Hybrid AI System Bridges Natural Language and Answer Set Programming Using LLMs and AMR

Hybrid AI System Combines LLMs and AMR for ASP Programming
A new hybrid AI system aims to bridge the gap between natural language and Answer Set Programming (ASP) by combining Large Language Models (LLMs) and Abstract Meaning Representation (AMR). Developed by a team of researchers, this innovative system translates unconstrained English into ASP programs, enabling users to solve complex logic problems without programming expertise.
The system leverages LLMs for tasks such as sentence simplification and keyword identification, while AMR graphs are used to systematically generate ASP constraints. This approach mitigates common limitations of LLM-based systems, such as hallucination and lack of explainability, by incorporating the structured reasoning capabilities of AMR.
How the Hybrid AI System Works
The hybrid AI system minimizes the role of LLMs to specific tasks, such as simplifying sentences and generating simple facts. AMR graphs are then parsed from the simplified language to create ASP constraints. This combination allows the system to generate complete, runnable ASP programs that represent and solve the original problem.
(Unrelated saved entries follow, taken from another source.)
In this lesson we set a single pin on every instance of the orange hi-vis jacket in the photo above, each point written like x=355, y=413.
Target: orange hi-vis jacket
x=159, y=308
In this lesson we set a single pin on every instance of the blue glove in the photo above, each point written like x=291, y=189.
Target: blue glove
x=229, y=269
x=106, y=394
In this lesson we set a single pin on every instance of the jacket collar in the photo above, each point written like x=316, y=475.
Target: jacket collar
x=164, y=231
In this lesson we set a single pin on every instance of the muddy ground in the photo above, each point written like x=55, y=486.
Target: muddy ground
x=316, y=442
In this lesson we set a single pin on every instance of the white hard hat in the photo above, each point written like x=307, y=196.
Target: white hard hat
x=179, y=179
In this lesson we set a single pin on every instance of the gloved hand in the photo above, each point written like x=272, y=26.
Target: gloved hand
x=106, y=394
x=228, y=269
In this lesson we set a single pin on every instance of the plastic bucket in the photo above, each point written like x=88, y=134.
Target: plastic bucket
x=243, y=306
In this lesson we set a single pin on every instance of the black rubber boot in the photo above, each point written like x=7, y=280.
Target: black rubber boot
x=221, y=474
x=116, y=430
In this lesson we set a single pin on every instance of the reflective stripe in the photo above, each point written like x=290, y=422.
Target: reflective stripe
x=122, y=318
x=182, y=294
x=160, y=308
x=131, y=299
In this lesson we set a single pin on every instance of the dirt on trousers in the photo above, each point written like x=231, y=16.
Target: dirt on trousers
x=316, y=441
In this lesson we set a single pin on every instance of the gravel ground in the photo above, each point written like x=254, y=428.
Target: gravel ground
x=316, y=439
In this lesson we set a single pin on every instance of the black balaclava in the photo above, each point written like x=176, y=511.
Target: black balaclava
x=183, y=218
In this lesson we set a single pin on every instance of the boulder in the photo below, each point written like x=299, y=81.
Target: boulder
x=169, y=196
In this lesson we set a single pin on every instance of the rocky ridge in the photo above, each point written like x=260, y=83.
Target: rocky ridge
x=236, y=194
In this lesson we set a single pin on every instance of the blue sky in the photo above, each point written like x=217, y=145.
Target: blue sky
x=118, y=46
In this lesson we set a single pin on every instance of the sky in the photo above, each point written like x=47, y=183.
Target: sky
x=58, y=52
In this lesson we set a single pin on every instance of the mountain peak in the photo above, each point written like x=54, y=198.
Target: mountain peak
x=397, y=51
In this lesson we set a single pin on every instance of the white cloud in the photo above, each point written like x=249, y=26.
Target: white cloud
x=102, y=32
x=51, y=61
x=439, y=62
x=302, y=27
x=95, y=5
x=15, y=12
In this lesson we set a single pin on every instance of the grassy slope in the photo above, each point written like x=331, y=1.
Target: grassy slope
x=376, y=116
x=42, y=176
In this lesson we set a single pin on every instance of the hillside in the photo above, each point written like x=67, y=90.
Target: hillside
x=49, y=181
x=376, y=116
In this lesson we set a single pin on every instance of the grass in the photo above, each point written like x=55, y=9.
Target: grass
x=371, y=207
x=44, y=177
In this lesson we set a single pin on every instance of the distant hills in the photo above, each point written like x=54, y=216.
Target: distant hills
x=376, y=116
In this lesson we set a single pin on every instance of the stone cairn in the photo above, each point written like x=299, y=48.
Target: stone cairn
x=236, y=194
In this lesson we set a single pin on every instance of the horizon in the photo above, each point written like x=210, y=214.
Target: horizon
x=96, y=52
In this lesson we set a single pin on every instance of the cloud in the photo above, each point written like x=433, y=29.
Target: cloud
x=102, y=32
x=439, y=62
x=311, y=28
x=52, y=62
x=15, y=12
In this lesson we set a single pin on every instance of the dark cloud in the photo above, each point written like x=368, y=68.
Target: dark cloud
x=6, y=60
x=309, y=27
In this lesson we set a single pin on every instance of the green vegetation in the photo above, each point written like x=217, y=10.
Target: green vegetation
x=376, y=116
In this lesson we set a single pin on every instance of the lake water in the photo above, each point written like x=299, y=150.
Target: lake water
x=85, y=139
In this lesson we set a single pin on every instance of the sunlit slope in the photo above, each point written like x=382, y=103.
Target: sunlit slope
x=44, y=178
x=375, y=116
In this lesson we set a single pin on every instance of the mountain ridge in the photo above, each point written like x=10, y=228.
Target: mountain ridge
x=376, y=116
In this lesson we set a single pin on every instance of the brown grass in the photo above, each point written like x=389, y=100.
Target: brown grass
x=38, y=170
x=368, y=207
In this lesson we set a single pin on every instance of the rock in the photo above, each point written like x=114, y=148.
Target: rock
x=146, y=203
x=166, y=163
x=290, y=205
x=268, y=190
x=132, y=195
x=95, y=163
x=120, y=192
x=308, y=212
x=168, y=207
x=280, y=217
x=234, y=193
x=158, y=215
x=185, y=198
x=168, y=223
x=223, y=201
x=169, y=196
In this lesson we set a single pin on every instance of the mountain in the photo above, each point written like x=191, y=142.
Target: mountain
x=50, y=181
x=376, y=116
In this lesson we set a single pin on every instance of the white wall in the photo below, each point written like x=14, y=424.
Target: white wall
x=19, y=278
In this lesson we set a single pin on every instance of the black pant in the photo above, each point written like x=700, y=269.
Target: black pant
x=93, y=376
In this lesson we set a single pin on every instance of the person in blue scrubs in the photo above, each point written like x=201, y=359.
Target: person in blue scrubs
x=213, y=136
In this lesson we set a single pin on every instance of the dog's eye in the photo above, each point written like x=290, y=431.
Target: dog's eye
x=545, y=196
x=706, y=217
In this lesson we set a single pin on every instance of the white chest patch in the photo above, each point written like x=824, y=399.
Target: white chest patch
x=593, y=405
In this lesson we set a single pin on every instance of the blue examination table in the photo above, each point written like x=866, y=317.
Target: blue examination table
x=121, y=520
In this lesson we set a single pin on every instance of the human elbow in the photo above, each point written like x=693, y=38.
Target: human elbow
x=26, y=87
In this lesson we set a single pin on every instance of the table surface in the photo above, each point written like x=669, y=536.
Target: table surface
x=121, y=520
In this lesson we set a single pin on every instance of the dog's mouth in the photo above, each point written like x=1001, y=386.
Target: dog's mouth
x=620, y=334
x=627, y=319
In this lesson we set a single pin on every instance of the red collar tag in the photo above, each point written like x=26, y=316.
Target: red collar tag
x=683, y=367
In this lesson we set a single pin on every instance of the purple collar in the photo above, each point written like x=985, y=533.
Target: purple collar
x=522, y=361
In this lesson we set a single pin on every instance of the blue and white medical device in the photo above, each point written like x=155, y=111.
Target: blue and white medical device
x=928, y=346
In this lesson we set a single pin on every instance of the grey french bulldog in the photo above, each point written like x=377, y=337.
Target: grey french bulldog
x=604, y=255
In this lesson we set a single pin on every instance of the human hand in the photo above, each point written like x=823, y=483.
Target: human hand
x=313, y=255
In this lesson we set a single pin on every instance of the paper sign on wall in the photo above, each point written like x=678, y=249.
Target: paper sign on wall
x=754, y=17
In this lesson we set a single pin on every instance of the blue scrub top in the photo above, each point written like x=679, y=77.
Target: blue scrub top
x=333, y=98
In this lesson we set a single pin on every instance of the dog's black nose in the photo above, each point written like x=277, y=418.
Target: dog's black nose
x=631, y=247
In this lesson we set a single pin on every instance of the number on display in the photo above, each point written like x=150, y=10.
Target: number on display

By integrating LLMs with AMR, the system achieves a lighter-weight, more explainable solution that is less prone to errors and biases associated with purely LLM-based approaches.
Applications and Demonstrations
The system has been successfully demonstrated on example logic puzzles, showcasing its ability to generate ASP programs that accurately represent and solve complex problems. This hybrid approach represents a significant advancement in making AI tools accessible to users unfamiliar with programming, allowing them to interact with code using natural language.
Implications for AI Development
The hybrid AI system highlights the potential of combining different AI technologies to address the limitations of individual approaches. By leveraging the strengths of LLMs and AMR, the system provides a more robust and reliable solution for natural language processing and declarative programming.
This innovation paves the way for future developments in AI tools that are more explainable, reliable, and user-friendly, ultimately expanding the accessibility of AI technologies to a broader audience.